A Biden-era Consumer Financial Protection Bureau ruling that would have removed medical debt from credit reports was struck down. Photo by Nick Youngson, Pix4free.
News Release
NEW YORK — A Consumer Financial Protection Bureau rule that would have removed medical debt from credit reports was struck down by a Texas federal judge.
Trump appointee U.S. District Court Judge Sean Jordan of Texas’s Eastern District ruled on Friday, July 18 that the rule exceeded CFPB jurisdiction. According to Jordan, the Fair Credit Reporting Act does not allow the CFPB to remove medical debt from credit reports.
The FCRA protects information collected by consumer reporting agencies.
The bureau said that by removing medical debt from consumer credit reports, the credit scores of millions of households were expected to increase by an average of 20 points. According to its research, CFPB found that unpaid medical claims are often used to reject mortgage applications, despite the presence of these claims being a poor predictor of an individual’s ability to repay loans.
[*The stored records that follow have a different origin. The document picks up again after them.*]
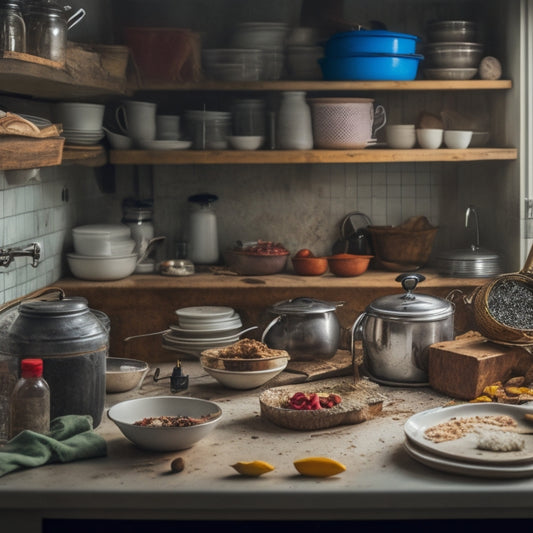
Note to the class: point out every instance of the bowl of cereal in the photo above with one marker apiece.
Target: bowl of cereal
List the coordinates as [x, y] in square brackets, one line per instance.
[165, 423]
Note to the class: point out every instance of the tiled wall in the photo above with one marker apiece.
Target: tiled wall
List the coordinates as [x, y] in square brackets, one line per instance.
[299, 205]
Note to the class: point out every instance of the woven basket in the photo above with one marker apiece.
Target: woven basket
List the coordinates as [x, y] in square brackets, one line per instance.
[405, 244]
[486, 324]
[345, 123]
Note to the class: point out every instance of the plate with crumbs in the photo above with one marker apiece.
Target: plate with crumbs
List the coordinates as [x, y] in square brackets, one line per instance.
[461, 432]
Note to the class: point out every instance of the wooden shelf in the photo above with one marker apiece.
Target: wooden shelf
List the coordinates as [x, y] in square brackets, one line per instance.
[94, 156]
[370, 155]
[83, 76]
[324, 86]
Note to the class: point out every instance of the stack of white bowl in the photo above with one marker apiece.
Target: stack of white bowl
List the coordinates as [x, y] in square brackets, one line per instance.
[82, 122]
[102, 252]
[202, 327]
[269, 37]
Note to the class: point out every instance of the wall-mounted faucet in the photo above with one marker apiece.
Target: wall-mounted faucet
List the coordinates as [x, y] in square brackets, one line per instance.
[33, 250]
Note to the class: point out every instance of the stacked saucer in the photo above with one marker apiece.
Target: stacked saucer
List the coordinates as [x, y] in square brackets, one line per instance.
[202, 327]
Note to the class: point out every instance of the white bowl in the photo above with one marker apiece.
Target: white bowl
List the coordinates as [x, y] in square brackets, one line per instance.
[105, 268]
[123, 374]
[246, 142]
[400, 136]
[164, 439]
[244, 380]
[103, 240]
[458, 139]
[429, 138]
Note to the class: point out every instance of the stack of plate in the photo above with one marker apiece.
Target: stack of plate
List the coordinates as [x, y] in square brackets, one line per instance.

Experian, Equifax and Transunion, the country’s three national credit reporting agencies, announced last year that they would stop tracking medical debt under $500 on their U.S. consumer credit reports. The CFPB rules would prohibit prohibit lenders from using the information on all unpaid medical expenses and prevent them from appearing on credit reports.
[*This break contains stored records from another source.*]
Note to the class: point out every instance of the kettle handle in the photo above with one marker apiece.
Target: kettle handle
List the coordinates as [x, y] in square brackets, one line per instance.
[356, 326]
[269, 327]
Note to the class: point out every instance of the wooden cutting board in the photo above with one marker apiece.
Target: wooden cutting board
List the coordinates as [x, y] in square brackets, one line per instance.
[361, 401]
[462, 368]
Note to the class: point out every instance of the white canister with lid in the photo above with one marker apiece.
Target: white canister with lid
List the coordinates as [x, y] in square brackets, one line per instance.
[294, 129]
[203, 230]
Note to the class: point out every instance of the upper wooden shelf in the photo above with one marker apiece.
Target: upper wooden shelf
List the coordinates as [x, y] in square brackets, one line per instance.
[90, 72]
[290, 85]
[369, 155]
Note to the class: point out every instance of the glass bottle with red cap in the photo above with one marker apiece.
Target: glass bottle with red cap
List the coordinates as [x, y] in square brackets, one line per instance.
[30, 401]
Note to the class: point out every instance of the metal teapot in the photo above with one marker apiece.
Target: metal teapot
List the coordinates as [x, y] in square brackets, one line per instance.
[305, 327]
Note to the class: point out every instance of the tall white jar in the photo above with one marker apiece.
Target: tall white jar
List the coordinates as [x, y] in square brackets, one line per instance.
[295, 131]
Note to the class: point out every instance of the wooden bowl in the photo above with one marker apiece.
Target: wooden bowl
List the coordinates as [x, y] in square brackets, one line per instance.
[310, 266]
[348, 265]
An estimated $49 million in medical debt would have been struck from credit reports for 15 million Americans, had the rule gone into effect. According to the CFPB, one in five Americans one or more medical debt collection accounts on their credit report, while more than half of all credit report collection items are for medical debt. The CFPB also found that the problem disproportionately affected people of color: 28% of black people and 22% of Latino people in the United States have health debts, while 17% of white people have health debts.
After the 2008 financial crisis, Congress founded the CFPB to monitor mortgage providers, credit card companies, debt collectors and other areas of the consumer finance business. Earlier this year, the Trump administration asked the agency to suspend almost all operations, effectively closing it.